Hail to the Rutabaga!

LilaLazarusIs it me or does every restaurant now seem to offer roasted brussels sprouts?! Nothing against them, but isn’t it time to add a new vegetable to the menu? Variety is the spice of life. It’s important to maintain not just a healthy diet but also an interesting diet with a range of different nutrients for your body.   So I’m suggesting we give some thought to the misunderstood and often maligned rutabaga.

Plenty of people mistake them for turnips.   They are not— though some call them the “Swedish Turnip.” (They are distant cousins.)   Admittedly, they are not especially beautiful, but c’mon, neither is your average Idaho potato.   You can find them in every grocery store and yet very few Americans can actually identify them.
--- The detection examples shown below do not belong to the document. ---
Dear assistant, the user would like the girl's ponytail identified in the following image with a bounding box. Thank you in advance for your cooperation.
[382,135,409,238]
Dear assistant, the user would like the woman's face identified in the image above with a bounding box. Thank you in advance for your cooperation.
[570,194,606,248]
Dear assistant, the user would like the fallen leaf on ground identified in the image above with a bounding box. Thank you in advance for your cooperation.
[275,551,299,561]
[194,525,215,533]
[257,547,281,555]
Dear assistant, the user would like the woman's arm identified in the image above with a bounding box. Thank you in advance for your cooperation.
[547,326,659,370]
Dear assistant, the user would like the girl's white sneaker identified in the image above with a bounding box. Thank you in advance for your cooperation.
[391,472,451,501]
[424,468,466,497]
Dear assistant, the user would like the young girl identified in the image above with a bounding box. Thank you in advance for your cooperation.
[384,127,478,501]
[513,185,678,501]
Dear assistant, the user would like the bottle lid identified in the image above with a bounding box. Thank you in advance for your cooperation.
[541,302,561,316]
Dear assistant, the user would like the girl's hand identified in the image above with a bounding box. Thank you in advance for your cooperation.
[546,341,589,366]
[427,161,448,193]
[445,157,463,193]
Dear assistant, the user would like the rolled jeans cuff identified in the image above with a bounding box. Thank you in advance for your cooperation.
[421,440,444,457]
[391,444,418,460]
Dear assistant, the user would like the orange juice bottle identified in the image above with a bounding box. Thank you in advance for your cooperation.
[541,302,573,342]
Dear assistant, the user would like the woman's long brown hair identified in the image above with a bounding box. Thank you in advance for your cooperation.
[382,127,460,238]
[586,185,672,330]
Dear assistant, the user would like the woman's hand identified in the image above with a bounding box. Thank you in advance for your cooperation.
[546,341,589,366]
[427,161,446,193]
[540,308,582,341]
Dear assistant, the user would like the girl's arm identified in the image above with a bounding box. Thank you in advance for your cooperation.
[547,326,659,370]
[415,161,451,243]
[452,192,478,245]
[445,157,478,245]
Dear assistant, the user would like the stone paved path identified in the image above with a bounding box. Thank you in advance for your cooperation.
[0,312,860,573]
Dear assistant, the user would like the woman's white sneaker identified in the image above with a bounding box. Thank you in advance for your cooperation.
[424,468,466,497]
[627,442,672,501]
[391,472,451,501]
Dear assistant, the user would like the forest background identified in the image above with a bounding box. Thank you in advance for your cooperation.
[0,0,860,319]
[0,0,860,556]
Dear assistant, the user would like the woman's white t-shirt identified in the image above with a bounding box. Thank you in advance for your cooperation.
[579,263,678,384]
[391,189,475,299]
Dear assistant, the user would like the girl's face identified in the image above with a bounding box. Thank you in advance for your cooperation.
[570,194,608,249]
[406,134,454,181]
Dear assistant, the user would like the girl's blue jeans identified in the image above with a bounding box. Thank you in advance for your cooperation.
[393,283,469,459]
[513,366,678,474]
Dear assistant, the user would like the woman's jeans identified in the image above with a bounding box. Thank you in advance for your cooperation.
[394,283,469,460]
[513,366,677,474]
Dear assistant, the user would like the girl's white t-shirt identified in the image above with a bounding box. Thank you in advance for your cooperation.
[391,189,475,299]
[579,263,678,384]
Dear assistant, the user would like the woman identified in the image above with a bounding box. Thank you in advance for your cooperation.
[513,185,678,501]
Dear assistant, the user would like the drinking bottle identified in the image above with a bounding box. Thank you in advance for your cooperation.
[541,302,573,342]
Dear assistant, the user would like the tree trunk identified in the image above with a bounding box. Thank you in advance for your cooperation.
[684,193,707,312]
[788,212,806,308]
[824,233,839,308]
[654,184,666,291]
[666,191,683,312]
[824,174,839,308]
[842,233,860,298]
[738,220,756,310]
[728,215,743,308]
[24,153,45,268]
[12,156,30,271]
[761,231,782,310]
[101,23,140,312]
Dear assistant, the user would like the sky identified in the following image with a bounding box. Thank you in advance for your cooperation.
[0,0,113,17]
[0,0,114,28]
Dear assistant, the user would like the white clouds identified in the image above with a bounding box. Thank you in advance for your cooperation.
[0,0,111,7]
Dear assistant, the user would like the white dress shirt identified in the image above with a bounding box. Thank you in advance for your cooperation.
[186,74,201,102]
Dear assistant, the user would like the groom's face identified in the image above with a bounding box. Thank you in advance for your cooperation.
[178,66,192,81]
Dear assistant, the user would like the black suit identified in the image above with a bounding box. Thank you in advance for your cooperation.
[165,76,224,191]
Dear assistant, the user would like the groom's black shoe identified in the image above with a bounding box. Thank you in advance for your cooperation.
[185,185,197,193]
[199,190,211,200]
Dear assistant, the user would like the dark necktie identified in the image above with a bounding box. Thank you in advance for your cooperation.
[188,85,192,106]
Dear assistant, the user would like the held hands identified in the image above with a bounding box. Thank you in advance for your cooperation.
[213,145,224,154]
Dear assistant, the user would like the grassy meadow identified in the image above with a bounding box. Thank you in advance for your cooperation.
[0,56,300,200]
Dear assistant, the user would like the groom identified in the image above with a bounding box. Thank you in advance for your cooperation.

Mention “cruciferous vegetables” and the limelight always goes to broccoli, cauliflower and brussels sprouts.   But the poor rutabaga is in the same club with the same high concentration of carotenoids, antioxidants and other cancer-fighting properties. In fact, the American Cancer Society actually recommends we add more of these to our diet. But be advised, for some people cruciferous vegetables, including the rutabaga, do cause that, ahem, after effect.

That aside, here are more reasons to get to know the rutabaga:

They’re lower in calories than potatoes. And they’re a better fit for a low-carb diet. Your average spud has 150 calories and 30 net carbs. But the mighty rutabaga of the same size has just 60 calories and 12 net carbs. Take that Idaho!

The underrated rutabaga is nutritious. It’s a great source of vitamin C.   It also has magnesium, calcium, potassium, beta-carotene, fiber and 1.7g of protein. It’s low in fat and sodium.

Rutabagas are cost effective. That alone should make them easier for you to add to your grocery cart. They are between $1 and $2 per pound. (Your typical rutabaga weighs less than two pounds.)

The rutabaga is versatile. You can eat it raw like a carrot or it’s great in a soup. Or it can be roasted, baked, sautéed, fried, boiled or mashed. (My favorite.) You’ll have to cook them a little longer but they’re worth it.

Google Garlic Mashed Rutabagas. You can thank me later.

3 thoughts on “Hail to the Rutabaga!”

  1. Very well written article with humor. I don’t think I would like rutabaga, but she (the author) makes me want to try them.

  2. They are delish… drain them really good, mash them like a potato add butter and a little brown sugar…..sooo good!!